Дело уже идет не о раскраске нарисованной звучащей картины, а о красочной динамике (с теми ограничениями, конечно, какие присущи колориту фортепиано). Примеры такого рода голосоведения или звукопис-ного (красочного) метода интонирования встречаются в сочинениях Шопена на каждом шагу, и, конечно, гениальным чутьем колориста, а не суждениями ценителя классиков вызваны все завоевания шопеновского пианизма. Таким образом, в творчестве Шопена находит свое раннее утверждение проблема органического, вытекающего из колористических особенностей данного задания, голосоведения. И, конечно, этим свойством своим великий композитор-пианист осуществлял то же, что делал и к чему стремился Берлиоз в оркестре, и разрешением подобного рода заданий Шопен становится все более близок и дорог современности музыкальной.
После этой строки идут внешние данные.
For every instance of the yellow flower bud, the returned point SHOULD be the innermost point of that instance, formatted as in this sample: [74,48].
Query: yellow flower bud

Слепо упрекая Берлиоза, он решал параллельно схожие проблемы.
Даже Делакруа, намечая в своем дневнике проблемы колорита в живописи, оспаривает доводы Шопена и ссылается на многие примеры применения метода живописности пианистами: «Зачем в фортепиано пользоваться по очереди то заглушёнными звуками, то ярко сверкающими (éclatants), как не для того, чтобы укрепить выражаемую идею? Следует порицать звучность, подставляемую взамен выражаемой идеи, и еще необходимо признать, что в некоторых звучностях есть чувственное наслаждение, совершенно независимое от душевной экспрессии. Вспоминаю, что голос певца холодного и лишенного дара выразительности вызывал невероятное очарование одним только издаванием звука. Так же и в живописи…» Конечно, и в звучаниях шопеновской музыки всегда присутствует чувственная прелесть, помимо эмоциональной выразительности.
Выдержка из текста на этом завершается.